Quotient complexity of ideal languages

TL;DR

This paper investigates the quotient complexity of various ideal languages and their operations, providing tight upper bounds using derivatives and analyzing the complexity based on minimal generators.

Contribution

It introduces the concept of quotient complexity for ideal languages and derives tight upper bounds for their complexity under various operations.

Findings

Tight upper bounds for quotient complexity of ideal languages are established.

Complexity bounds are expressed in terms of minimal generators and their derivatives.
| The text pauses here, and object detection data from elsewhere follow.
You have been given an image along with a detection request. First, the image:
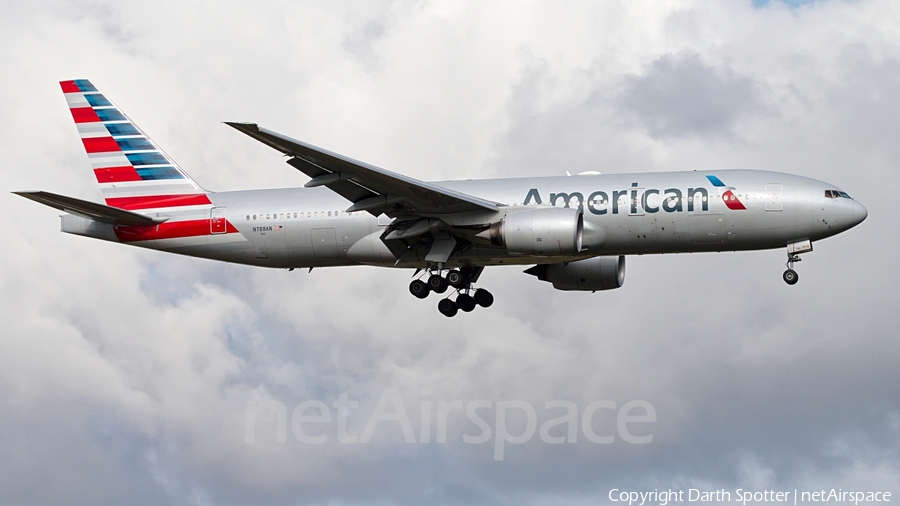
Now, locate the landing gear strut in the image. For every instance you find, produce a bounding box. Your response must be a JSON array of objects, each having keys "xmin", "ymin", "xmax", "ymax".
[
  {"xmin": 409, "ymin": 266, "xmax": 494, "ymax": 317},
  {"xmin": 781, "ymin": 241, "xmax": 812, "ymax": 285}
]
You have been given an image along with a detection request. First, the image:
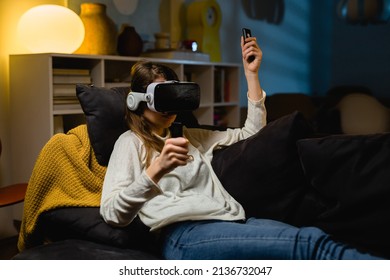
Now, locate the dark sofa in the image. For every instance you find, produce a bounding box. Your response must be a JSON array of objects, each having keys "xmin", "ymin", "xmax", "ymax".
[{"xmin": 14, "ymin": 86, "xmax": 390, "ymax": 259}]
The study covers union, intersection, difference, symmetric difference, concatenation, star, and reversal operations.

Abstract

We study the state complexity of regular operations in the class of ideal languages. A language L over an alphabet Sigma is a right (left) ideal if it satisfies L = L Sigma* (L = Sigma* L). It is a two-sided ideal if L = Sigma* L Sigma *, and an all-sided ideal if it is the shuffle of Sigma* with L. We prefer the term "quotient complexity" instead of "state complexity", and we use derivatives to calculate upper bounds on quotient complexity, whenever it is convenient. We find tight upper bounds on the quotient complexity of each type of ideal language in terms of the complexity of an arbitrary generator and of its minimal generator, the complexity of the minimal generator, and also on the operations union, intersection, set difference, symmetric difference, concatenation, star and reversal of ideal languages.